August 26, 2009

Helicopter parents going broke rather than letting kids play unsupervised

Here's a funny WSJ article on what's happening in the wake of after-school programs having their budgets slashed, "forcing" parents to find other ways to ensure that their kids are being monitored. One woman has decided to fork over $7,800 for a school year's worth of babysitting (at $200 per week), while another pair of women are handing over $6,000 each for a sitter who will watch both their kids during the school year. Others are disrupting their sleep schedules or endangering their jobs to shuttle the kids around themselves, while others still are simply hectoring their poor relatives into playing the babysitter role.

Earth to nutjob parents: get a grip. Unless your kid is a born criminal, he'll be fine alone. The bus will take him home. I'd understand if the kid were 3 or 4, but once they're in elementary school, they can figure enough stuff out around the house that they don't need you there to make sure they don't light the cat on fire. You might worry about what they'll eat, but get real -- you already stuff them full of sugar with all the blueberry muffins, yoghurt, jelly, and fruit juice or soda that you have them eat. In reality, your 8 year-old will merely be glued to the TV, video game console, or the internet. And if he's discovered his sexuality, he'll be too busy indulging in a good "ain't no one home" jerk to be causing any trouble.

However, if you do have a real hellraiser on your hands, just supervise his behavior from afar the good ol' fashion way -- threaten to punch his lights out if he fucks shit up when you're not home.

Whatever the case, the sudden lack of after-school free daycare is no cause for carving up your budget even leaner during hard times. Stop hyperventilating and grow up -- it's not worth that much money just to prevent your kid from playing unsupervised for a few hours.

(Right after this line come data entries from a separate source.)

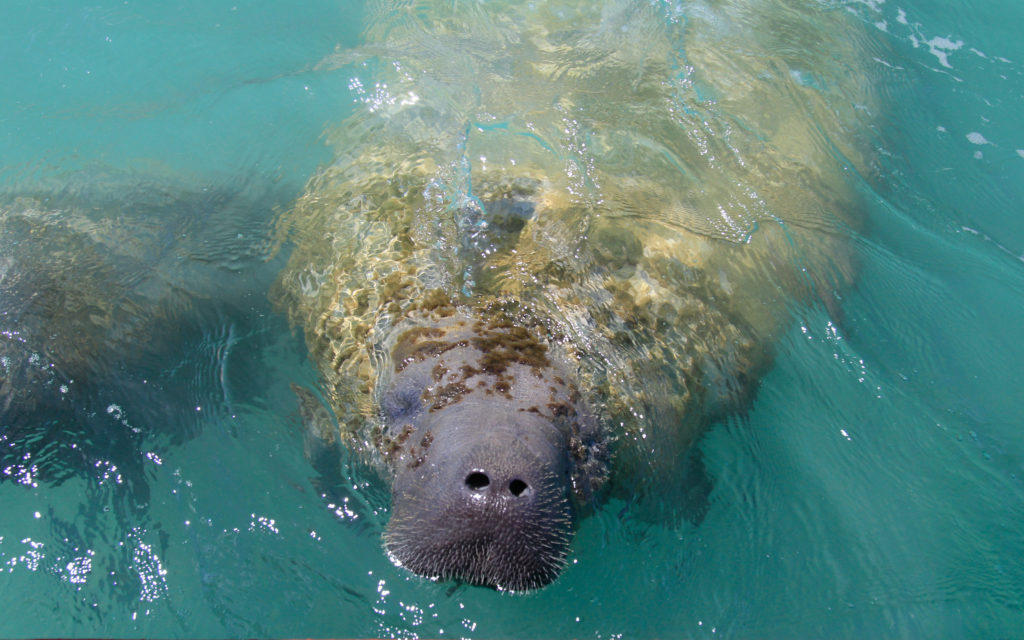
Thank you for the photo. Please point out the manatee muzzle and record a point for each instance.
(498, 516)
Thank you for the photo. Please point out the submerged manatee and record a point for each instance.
(103, 275)
(557, 231)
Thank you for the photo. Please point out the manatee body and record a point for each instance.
(544, 261)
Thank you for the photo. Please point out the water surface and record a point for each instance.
(873, 488)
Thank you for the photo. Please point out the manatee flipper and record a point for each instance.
(320, 433)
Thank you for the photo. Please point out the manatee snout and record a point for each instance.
(492, 451)
(483, 509)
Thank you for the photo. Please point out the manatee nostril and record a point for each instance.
(518, 487)
(477, 480)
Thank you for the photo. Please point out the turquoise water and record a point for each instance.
(875, 487)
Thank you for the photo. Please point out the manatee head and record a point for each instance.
(486, 502)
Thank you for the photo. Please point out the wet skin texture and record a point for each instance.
(491, 448)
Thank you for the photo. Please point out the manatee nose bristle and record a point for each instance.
(477, 480)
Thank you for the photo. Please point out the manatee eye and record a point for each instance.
(518, 487)
(477, 480)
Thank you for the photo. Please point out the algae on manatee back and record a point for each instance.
(652, 215)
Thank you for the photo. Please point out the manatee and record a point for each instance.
(553, 248)
(103, 275)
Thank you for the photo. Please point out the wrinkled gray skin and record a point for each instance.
(491, 442)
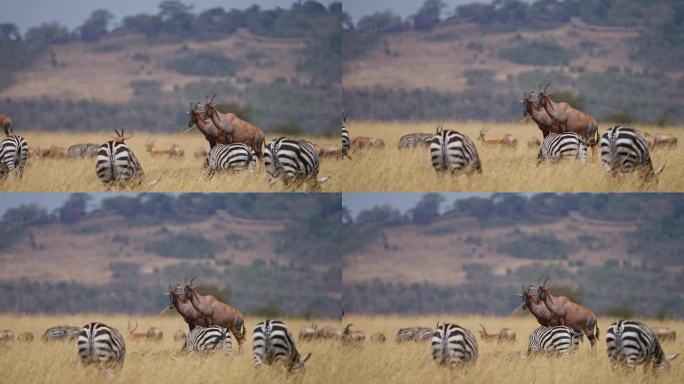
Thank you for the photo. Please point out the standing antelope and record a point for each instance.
(625, 150)
(272, 344)
(101, 344)
(14, 150)
(454, 152)
(507, 141)
(559, 340)
(238, 130)
(116, 162)
(569, 118)
(575, 316)
(453, 345)
(505, 334)
(216, 312)
(631, 343)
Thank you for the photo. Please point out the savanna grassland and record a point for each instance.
(503, 169)
(162, 173)
(497, 363)
(152, 362)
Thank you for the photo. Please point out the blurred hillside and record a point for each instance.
(616, 253)
(262, 252)
(276, 67)
(616, 59)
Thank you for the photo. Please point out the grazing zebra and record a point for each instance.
(230, 157)
(452, 345)
(564, 145)
(413, 334)
(292, 160)
(559, 340)
(625, 150)
(101, 344)
(116, 163)
(631, 343)
(454, 152)
(208, 339)
(13, 153)
(60, 333)
(272, 343)
(413, 140)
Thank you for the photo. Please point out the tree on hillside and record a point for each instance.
(428, 15)
(427, 209)
(96, 26)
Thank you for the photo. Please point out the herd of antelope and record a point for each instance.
(234, 145)
(566, 133)
(212, 324)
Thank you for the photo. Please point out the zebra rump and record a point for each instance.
(209, 339)
(101, 344)
(231, 157)
(413, 334)
(631, 343)
(413, 140)
(272, 343)
(291, 159)
(565, 145)
(116, 163)
(452, 151)
(13, 155)
(625, 150)
(559, 340)
(452, 345)
(60, 333)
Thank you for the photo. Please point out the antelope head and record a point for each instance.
(120, 138)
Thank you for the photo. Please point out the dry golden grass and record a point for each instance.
(150, 362)
(185, 174)
(331, 362)
(503, 363)
(504, 170)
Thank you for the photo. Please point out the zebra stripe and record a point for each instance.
(413, 334)
(272, 343)
(101, 344)
(116, 163)
(208, 339)
(452, 344)
(291, 159)
(231, 157)
(413, 140)
(346, 142)
(60, 333)
(565, 145)
(559, 340)
(452, 151)
(13, 155)
(624, 149)
(631, 343)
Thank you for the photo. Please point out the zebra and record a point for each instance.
(453, 151)
(230, 157)
(452, 345)
(272, 343)
(413, 334)
(13, 153)
(61, 332)
(292, 160)
(208, 339)
(116, 163)
(413, 140)
(564, 145)
(631, 343)
(559, 340)
(625, 150)
(101, 344)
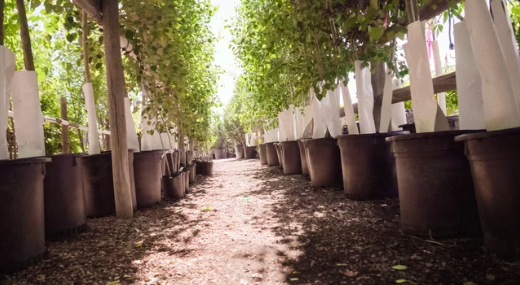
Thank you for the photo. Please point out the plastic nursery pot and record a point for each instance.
(63, 195)
(22, 242)
(279, 154)
(303, 158)
(173, 186)
(147, 172)
(291, 157)
(263, 154)
(205, 168)
(495, 164)
(220, 153)
(324, 162)
(272, 155)
(239, 150)
(98, 184)
(250, 152)
(193, 171)
(436, 192)
(368, 166)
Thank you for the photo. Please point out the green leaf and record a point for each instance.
(400, 267)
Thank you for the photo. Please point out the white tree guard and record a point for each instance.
(148, 141)
(386, 105)
(469, 83)
(330, 113)
(94, 146)
(7, 66)
(131, 133)
(289, 123)
(441, 97)
(320, 129)
(299, 120)
(27, 114)
(500, 108)
(365, 95)
(509, 46)
(350, 117)
(424, 105)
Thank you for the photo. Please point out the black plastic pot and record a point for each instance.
(239, 150)
(250, 152)
(193, 170)
(324, 162)
(495, 165)
(263, 154)
(291, 157)
(147, 172)
(279, 154)
(22, 219)
(63, 195)
(368, 166)
(303, 158)
(173, 186)
(220, 153)
(272, 154)
(205, 168)
(98, 183)
(436, 192)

  1. But only prole children play unsupervised in the ghetto.

    You're missing the point - it's about buying status, not good parenting.

  2. One thing the article notes is that state laws generally don't specify a minimum age at which children can be left unsupervised. This lack of a bright-line test can make things more difficult for parents, because they have to worry about possible legal troubles if they leave children alone even if the children otherwise seem responsible.


  3. Like Peter says, this is partly about the possibility of legal trouble. Although you probably won't get *charged* with anything if Something Happens while your 8-year-old is home alone, you might end up getting regular visits from your local Child Protective Services or local equivalent. Which (aside from its status implications) is really not something you want.
    You can see the change in cultural attitudes if you look at old children's books. There's The Cat in the Hat (two kids who seem to be about six or seven, left at home alone); I also have a book about a five year old boy who goes out to town by himself and gets lost, until a friendly policeman brings him home. I don't think the police would be so sympathetic these days if I let my five year old daughter go out by herself and they found her wandering lost a mile from home.
    I think there is a double standard here, too, where minorities are cut more slack on this than whites. Which is a double-edged sword; having the police stop to see if a white 8 year old in a bad neighborhood is OK, but having them ignore a black 8 year old, can be good or bad depending on the situation.